From Iceland — Protestors Make Noise As Parliament Opens

Protestors Make Noise As Parliament Opens

Published September 12, 2012

Dozens of protestors lined the edge of Austurvöllur after dark this evening, striking a constant drumbeat on a row of green barrels arranged across the perimeter of the lawn on the northern edge of Kirkjustræti to demonstrate against the political class at the opening of the new Parliamentary session.
As Prime Minister Jóhanna Sigurðardóttir spoke inside Alþingi, she struck a keynote of optimism reminding MPs that GDP, employment, purchasing power and general standard of living have all increased, reports. Outside however, the protestors who had travelled long distances for tonight’s demonstration remained unconvinced.
Well over ten thousand people were invited to the Facebook event “TUNNURNAR ÞAGNA EKKI!” (‘Barrels, Do Not Be Silent!’) that galvanised tonight’s protest, but only a tiny fraction braved the pouring rain darting from the skies over downtown Reykjavík this evening.
One protestor, Rósa, travelled sixty kilometres from Stokkseyri in South Iceland to stand on Austurvöllur tonight. “I have come to make my voice heard,” she said, taking out her earplugs as the clattering noise heard clearly from Tryggvagata and the harbour continued. “This government has done nothing for the poor people, the people who have lost their homes and livelihoods. But the rich get richer.”
Rósa carried a blank sign: “We write whatever we like on here. Whatever we write, they won’t pay any attention.”
The Facebook group urged invitees to bring barrels and carry signs to demonstrate outside the new parliamentary session: “The drum is calling you and me to Austurvöllur on September 12”.

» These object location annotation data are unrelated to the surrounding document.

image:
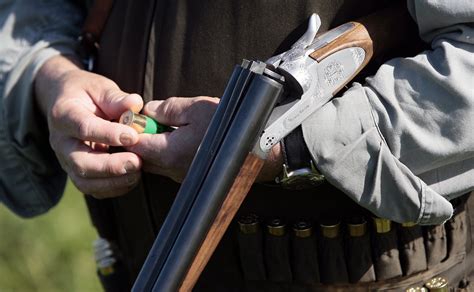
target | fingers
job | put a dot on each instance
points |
(98, 173)
(113, 102)
(80, 123)
(81, 161)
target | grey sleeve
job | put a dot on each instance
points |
(403, 144)
(31, 32)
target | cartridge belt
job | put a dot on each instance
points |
(359, 254)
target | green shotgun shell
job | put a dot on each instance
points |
(142, 123)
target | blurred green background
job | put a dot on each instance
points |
(52, 252)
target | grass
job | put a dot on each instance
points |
(52, 252)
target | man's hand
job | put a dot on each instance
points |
(170, 154)
(79, 107)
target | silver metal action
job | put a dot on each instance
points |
(318, 81)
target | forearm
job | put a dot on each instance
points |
(31, 179)
(414, 117)
(50, 74)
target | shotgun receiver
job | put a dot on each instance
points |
(237, 143)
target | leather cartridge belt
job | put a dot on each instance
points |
(360, 254)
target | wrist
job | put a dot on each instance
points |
(48, 78)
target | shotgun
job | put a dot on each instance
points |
(238, 141)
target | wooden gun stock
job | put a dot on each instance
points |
(375, 34)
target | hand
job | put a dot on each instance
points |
(170, 154)
(79, 106)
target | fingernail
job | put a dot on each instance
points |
(126, 139)
(129, 167)
(132, 179)
(152, 106)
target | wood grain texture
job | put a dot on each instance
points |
(241, 186)
(375, 34)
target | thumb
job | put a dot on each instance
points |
(115, 101)
(172, 111)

“We must ensure that neither the Prime Minister nor her colleagues get away with congratulating themselves by speaking of the silence outside,” it read.

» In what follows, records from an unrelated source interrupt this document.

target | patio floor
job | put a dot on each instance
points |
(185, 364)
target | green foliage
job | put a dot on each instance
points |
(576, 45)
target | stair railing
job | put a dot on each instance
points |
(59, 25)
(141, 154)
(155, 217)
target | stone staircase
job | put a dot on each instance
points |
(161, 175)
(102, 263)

Another protestor declared as he continued striking his drum: “We are small in number, but we are making a loud noise. They can hear us on the television screens at home.”

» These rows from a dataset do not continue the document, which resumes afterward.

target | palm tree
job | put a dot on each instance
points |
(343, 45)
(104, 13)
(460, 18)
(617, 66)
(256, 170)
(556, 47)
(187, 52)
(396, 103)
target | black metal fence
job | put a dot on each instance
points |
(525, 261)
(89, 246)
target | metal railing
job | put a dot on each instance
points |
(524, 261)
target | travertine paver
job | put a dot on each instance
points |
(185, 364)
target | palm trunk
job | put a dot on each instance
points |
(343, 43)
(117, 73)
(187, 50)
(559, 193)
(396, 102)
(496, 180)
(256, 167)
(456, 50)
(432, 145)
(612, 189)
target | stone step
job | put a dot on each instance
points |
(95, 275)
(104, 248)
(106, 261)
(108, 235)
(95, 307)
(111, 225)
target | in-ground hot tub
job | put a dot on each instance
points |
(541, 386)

As word reached protestors at around 21:00 that the Prime Minister had finished her speech and the meeting inside the Alþingi was drawing to a close, the drumbeat came to a sudden halt—and the handful remaining applauded one another convivially, before dispersing into the night, as four police officers on duty looked on.
Four years ago this autumn, tens of thousands gathered in this very spot weekend after weekend, banging on their pots and pans in protest at the government’s fumbling mishandling of the 2008 economic crash, and the greed of the bankers who were held culpable.
Tonight, only a small proportion returned—but the noise may yet go on.